Human rights activists have accused the government of using investigative agencies to harass and intimidate groups that criticize its policies. Islamic organizations are particularly attacked and often accused of having terrorist links, they said.

“There are Hindu supremacist organizations and their leaders regularly issue calls for violence against Muslims. How come their organizations don’t face any scrutiny, let alone raids and all? Those people are allowed to be free, they are not punished,” activist Kavita Krishnan told Al Jazeera.

Krishnan said the raids – which she describes as “depicting the belligerence of Islam” – are reminiscent of attacks against another Muslim group, the Student Islamic Movement of India (SIMI). ) in 2000.

“We know what happened as a result of those raids (on SIMI). So a lot of innocent people are not involved in any of the recorded crimes and are involved in a lot of cases. They were acquitted after that several times and were found innocent. She said.

“The danger is that PFI will also lead to a similar situation.”

SIMI, founded in 1976, was banned shortly after the 9/11 attacks in the United States. Many people believed to be linked to the group have been arrested on terrorism charges. Most of them were released after many years in prison and the court did not find any evidence against them.

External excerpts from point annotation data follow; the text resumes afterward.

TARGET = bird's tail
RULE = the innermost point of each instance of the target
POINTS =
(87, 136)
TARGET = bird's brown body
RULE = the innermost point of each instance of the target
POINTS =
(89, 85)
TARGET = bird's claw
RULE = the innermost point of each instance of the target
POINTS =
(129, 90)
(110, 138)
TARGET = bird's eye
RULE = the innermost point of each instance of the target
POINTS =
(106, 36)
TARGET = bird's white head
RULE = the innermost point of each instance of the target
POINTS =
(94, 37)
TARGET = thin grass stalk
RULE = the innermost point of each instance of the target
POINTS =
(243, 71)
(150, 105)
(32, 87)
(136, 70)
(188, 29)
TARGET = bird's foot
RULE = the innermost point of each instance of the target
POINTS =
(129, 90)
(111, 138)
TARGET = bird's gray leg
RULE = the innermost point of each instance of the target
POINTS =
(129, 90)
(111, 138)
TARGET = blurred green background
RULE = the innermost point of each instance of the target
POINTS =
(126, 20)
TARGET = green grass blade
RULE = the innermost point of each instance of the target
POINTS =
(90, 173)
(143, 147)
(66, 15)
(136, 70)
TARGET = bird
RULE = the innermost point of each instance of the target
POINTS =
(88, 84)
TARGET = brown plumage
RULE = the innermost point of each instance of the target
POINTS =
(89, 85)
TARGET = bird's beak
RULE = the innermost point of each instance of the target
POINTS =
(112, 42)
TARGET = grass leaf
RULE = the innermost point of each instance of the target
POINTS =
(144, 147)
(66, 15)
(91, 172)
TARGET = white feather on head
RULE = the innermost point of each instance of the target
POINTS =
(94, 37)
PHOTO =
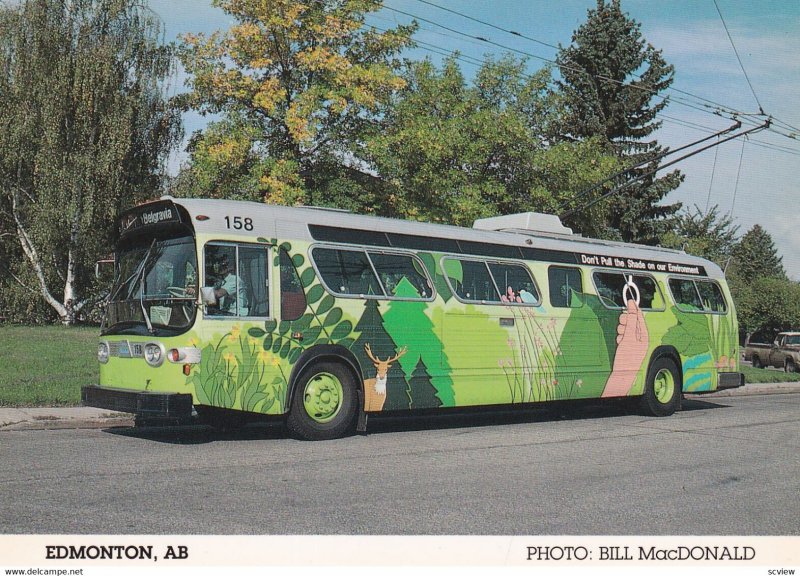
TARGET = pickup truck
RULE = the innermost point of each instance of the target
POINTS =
(784, 352)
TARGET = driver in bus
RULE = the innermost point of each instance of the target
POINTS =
(230, 292)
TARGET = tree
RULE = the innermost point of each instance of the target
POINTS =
(85, 131)
(766, 305)
(755, 256)
(607, 96)
(706, 234)
(451, 152)
(297, 84)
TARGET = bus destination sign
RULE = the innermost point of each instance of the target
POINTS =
(148, 215)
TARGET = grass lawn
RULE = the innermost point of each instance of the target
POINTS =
(46, 365)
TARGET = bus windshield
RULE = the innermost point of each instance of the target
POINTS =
(155, 287)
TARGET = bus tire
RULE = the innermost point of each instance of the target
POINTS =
(662, 389)
(324, 403)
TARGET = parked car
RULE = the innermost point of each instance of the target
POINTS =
(784, 352)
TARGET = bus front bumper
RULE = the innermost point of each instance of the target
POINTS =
(146, 405)
(730, 380)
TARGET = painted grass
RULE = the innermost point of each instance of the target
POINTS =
(46, 365)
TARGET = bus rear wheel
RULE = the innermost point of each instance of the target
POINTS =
(324, 403)
(662, 390)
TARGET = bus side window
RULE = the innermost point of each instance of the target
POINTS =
(711, 296)
(685, 295)
(293, 298)
(475, 283)
(401, 275)
(565, 286)
(346, 272)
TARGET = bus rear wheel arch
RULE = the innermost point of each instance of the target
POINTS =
(662, 389)
(324, 402)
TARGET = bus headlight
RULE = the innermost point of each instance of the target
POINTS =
(102, 352)
(154, 354)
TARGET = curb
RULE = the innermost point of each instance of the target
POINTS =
(17, 419)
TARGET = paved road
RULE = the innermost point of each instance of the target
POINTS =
(722, 466)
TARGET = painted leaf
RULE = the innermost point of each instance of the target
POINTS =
(307, 277)
(315, 293)
(326, 304)
(333, 317)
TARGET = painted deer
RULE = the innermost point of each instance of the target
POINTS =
(375, 388)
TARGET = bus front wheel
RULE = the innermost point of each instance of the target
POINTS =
(662, 390)
(324, 403)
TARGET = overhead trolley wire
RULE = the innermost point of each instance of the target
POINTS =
(735, 51)
(543, 43)
(708, 105)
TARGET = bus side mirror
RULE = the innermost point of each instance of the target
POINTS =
(208, 296)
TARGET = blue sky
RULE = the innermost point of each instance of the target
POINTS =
(762, 190)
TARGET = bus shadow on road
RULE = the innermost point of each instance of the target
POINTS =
(399, 422)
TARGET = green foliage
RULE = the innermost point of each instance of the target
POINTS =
(755, 256)
(706, 234)
(85, 132)
(604, 99)
(766, 305)
(297, 85)
(450, 152)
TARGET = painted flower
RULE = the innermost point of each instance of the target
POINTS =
(235, 331)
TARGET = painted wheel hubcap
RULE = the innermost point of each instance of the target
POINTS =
(664, 386)
(322, 398)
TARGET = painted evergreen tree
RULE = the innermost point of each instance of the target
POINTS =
(408, 323)
(610, 79)
(373, 332)
(421, 391)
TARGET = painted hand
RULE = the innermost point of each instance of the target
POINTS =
(632, 344)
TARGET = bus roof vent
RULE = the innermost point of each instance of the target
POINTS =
(524, 222)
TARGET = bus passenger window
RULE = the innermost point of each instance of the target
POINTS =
(471, 281)
(293, 298)
(237, 274)
(711, 296)
(611, 290)
(515, 283)
(401, 276)
(346, 272)
(685, 295)
(565, 286)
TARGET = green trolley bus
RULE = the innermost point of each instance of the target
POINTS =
(225, 309)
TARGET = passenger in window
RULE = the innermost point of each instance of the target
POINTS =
(230, 289)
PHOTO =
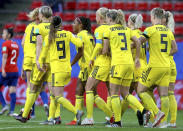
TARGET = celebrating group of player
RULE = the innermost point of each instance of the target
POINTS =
(116, 56)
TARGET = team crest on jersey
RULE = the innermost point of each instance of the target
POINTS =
(4, 48)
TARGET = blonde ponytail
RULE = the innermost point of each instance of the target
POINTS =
(137, 20)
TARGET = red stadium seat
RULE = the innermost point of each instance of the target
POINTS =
(92, 16)
(179, 30)
(94, 27)
(81, 14)
(119, 5)
(22, 16)
(20, 28)
(142, 6)
(94, 5)
(69, 17)
(36, 4)
(146, 17)
(68, 27)
(82, 6)
(71, 5)
(107, 5)
(9, 25)
(154, 5)
(58, 14)
(167, 5)
(178, 17)
(130, 6)
(178, 6)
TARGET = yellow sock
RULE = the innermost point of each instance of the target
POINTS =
(146, 99)
(173, 107)
(124, 106)
(152, 95)
(28, 104)
(57, 112)
(116, 107)
(79, 103)
(165, 107)
(109, 103)
(66, 103)
(89, 103)
(52, 108)
(103, 106)
(134, 103)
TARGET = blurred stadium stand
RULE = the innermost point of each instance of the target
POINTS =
(13, 12)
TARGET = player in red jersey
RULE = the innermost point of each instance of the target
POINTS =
(9, 70)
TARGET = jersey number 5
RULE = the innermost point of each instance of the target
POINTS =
(61, 47)
(164, 42)
(14, 53)
(123, 40)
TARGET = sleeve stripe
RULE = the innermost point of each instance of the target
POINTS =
(98, 41)
(145, 35)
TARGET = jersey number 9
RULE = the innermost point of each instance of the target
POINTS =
(123, 40)
(164, 42)
(61, 47)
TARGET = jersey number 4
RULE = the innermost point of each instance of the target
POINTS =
(164, 42)
(61, 47)
(123, 41)
(14, 54)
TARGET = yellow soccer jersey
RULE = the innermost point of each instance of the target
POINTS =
(30, 41)
(88, 44)
(143, 60)
(120, 44)
(159, 39)
(43, 30)
(101, 60)
(60, 50)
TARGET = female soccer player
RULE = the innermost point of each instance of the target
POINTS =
(58, 43)
(118, 37)
(29, 46)
(9, 70)
(39, 76)
(169, 22)
(135, 22)
(82, 27)
(100, 71)
(158, 69)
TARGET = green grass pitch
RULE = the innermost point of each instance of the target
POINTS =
(129, 122)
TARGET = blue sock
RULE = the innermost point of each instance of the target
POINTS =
(2, 99)
(33, 110)
(12, 101)
(44, 97)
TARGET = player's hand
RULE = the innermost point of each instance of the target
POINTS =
(3, 73)
(91, 63)
(23, 75)
(137, 63)
(38, 66)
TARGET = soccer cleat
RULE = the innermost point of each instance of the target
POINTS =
(139, 117)
(158, 118)
(4, 109)
(48, 122)
(146, 116)
(72, 123)
(87, 121)
(163, 125)
(79, 116)
(115, 124)
(172, 125)
(21, 119)
(46, 109)
(58, 120)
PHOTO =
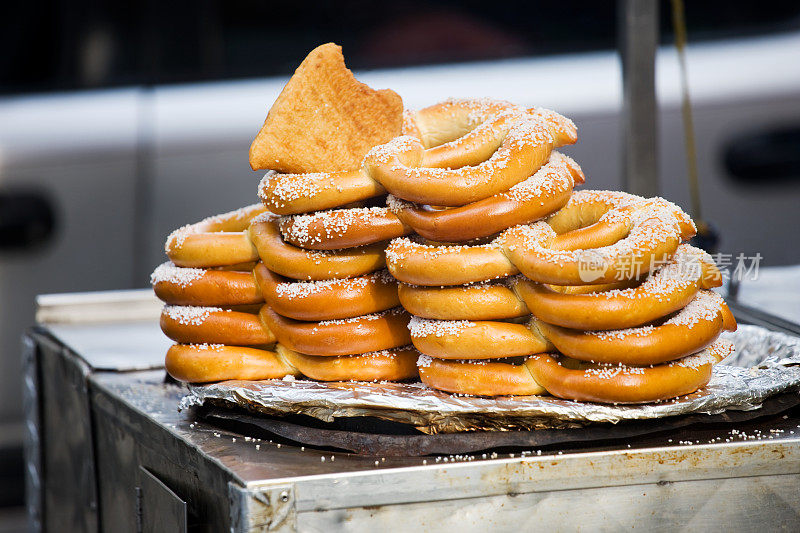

In one incident in 2001, 127 Muslim men were arrested during a conference in the state of Gujarat and charged with terrorist links. Last year, a local court pardon all men, declaring them innocent. Five of them died during testing.

“I feel that if there is a particular charge against a particular charge against a particular person, go for it. But treating entire organizations and ideologies as criminals is something the Supreme Court has repeatedly said should not be done. Even belonging to an organization can’t be a criminal,” Krisnan said.